Advertisement

Amerikan Merkez Bankası (FED) eskisi kadar çok para basmayacak diye tüm dünya mini bir kriz yaşıyor. FED parayı sıkacağını söylemedi. Faizi yükselteceğini de söylemedi. Yalnızca, artık para basma hızını yavaşlatacağını söyledi. Piyasalar çok sert tepki verdiler, vermeye de devam ediyorlar. Piyasalar konuyu fazla abarttılar.
FED'in yarattığı korkudan en büyük darbeyi gelişmekte olan ekonomiler alıyor. Bu ülkelerde hisse senedi fiyatları düşüyor, paraları gelişmiş ülke paralarına göre değer yitiriyor. Bazılarında enflasyon yükseliyor. Büyük bir olasılıkla finans piyasalarında yaşanan kargaşayla gelişmekte olan ülkelerin büyümesi de olumsuz etkilenecek.
Gelişmekte olan ülkelerin çoğunda merkez bankaları politika faizini artırmak zorunda kaldı. Döviz piyasasına müdahale etme ihtiyacı duydular. Döviz rezervleri bir miktar eridi. Piyasanın FED korkusuna ve döviz piyasasına yapılan müdahalelere tepkisi her ülkede farklı oldu.
Tabloda genellikle Türkiye'nin karşılaştırıldığı bazı gelişmekte olan ülkelerde mayıs ayının son gününden 22 Ağustos'a kadar dolar kurundaki ve yerli para cinsinden hesaplanan MSCI'daki (Borsa endeksi) yüzde değişimler veriliyor. Çin, Kore ve Polonya dışında tüm ülkelerde kur artmış. Çin'de döviz kuru kontrol edildiğinden bu ortamda paralarının değer kazanmasına şaşırmamalı. Ama, Polonya ve Kore'de kurun düşmesi yabancı yatırımcıların bu ülkeleri diğerlerinden farklı gördüğünün işareti.

Parası en fazla değer kaybeden ülkeler Hindistan, Endonezya, Brezilya ve Türkiye. Şili, Meksika ve Rusya'da yerel para yüzde 2-3 civarında değer yitirmiş. Bu ülkelerden de yabancı sermaye çıktı, çıkışın kur üzerindeki etkisi çok fazla değil.
Borsa performansı açısından da Türkiye diğerlerinden ayrışıyor.

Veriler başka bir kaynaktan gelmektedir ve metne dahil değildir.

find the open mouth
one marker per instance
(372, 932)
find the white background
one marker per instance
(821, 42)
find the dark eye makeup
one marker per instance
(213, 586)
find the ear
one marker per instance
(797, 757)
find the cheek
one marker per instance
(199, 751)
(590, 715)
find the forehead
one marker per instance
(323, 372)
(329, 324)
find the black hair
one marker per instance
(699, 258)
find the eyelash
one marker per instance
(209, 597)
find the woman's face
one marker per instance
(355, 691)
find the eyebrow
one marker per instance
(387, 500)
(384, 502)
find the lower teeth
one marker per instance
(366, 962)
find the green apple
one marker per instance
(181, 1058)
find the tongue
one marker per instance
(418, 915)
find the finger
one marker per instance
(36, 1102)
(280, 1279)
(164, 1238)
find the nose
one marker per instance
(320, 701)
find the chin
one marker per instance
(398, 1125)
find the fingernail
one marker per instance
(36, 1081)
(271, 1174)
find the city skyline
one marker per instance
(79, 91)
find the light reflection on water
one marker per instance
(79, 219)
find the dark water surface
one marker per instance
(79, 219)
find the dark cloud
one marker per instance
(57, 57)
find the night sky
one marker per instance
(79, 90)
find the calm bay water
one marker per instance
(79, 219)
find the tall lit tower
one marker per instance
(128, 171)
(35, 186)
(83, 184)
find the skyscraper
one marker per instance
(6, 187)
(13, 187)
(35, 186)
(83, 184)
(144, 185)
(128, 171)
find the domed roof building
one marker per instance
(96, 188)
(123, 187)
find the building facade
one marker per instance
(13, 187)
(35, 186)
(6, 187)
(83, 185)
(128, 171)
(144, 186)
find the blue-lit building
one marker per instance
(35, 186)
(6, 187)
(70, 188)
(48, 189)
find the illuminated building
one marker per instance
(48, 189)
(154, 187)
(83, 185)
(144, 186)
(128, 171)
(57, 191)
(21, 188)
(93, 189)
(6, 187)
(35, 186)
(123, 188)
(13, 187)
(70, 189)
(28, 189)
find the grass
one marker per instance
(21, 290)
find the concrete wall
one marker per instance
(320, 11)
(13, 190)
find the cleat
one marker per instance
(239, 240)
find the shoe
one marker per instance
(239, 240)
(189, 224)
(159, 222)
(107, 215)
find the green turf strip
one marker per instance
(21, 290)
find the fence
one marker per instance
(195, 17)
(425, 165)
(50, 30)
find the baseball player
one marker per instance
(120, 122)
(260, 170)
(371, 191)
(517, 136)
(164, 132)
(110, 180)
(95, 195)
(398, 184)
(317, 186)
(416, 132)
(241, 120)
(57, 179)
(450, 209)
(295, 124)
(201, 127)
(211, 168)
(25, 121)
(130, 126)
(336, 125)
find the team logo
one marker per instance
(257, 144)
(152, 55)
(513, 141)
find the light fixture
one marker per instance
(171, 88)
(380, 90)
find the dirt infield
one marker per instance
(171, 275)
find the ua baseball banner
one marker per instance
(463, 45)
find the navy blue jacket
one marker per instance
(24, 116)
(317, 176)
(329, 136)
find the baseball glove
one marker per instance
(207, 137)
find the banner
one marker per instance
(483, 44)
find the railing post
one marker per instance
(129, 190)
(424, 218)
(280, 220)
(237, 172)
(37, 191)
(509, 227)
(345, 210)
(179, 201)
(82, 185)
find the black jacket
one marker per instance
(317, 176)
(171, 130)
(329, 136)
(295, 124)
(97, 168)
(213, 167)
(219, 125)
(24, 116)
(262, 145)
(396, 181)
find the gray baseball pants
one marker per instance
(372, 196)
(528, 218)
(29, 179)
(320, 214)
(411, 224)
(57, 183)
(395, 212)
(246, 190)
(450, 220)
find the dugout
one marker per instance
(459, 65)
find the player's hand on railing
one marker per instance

Gelişmekte olan piyasalarda borsaların düşüşü ortalama (EM Toplam) yüzde 5.2 olurken, Türkiye'de borsa yüzde 21'e yakın düşmüş. Borsa endeksi çift hanede düşen ülkeler Türkiye, Endonezya ve Şili. Rusya'da borsa bu dönemde artmış. Özetlersek, gelişmekte olan ülkeler arasında parası en fazla değer kaybeden, borsası en fazla düşen ülkelerden biriyiz. Neden?

MÜDAHALE STRATEJİSİ ŞEFFAF OLAMAZ
Gezi Parkı gelişmeleri ve artan uluslararası siyasi tansiyon bu döneme rastgeldi. Gelişmeler Türkiye pazarının bir ölçüde olumsuz ayrışmasına neden oldu. Ama, asıl nedenleri ekonomi alanında aramalıyız. Uluslararası yatırımcılar açısından Türkiye'nin dış açıkları göreli olarak hâlâ çok yüksek. Karşılaştırıldığımız ülkelere göre, bizde enflasyon daha yüksek, ekonomik büyüme daha düşük. Dolayısıyla, yabancıların Türkiye'den çıkma eğilimleri diğerlerine göre biraz daha güçlü. Piyasalarımız da göreli olarak daha sığ.
Rusya, Şili ve Meksika'dan da yabancı sermaye çıktı. O ülkelere yönelik de riskler söz konusu. Önemli bir fark da onlar paralarının değerinin fazla düşmemesi konusunda daha aktif davrandılar. Bize döviz piyasasına yönelik müdahaleler yeteri kadar güçlü olmadı. Hatta, bazı kesimlerde "Kurların yükselmesi fena da olmaz" ya da "Konuyu abartmayalım" gibi yaklaşımlar sergilendi. Faiz politikası güçlü bir biçimde kullanılmadı. Döviz satışları cılız kaldı. Şeffaflık adına Merkez Bankası elini çok açık etti. Piyasaya müdahale ile para politikası birbirine karıştırılmamalı. Para politikası şeffaf olmalı, ama döviz piyasasına müdahale stratejisi şeffaf olduğunda, spekülatörlerin eline oynamış olursunuz. Bir ölçüde bu olguyla da karşı karşıya kalındı.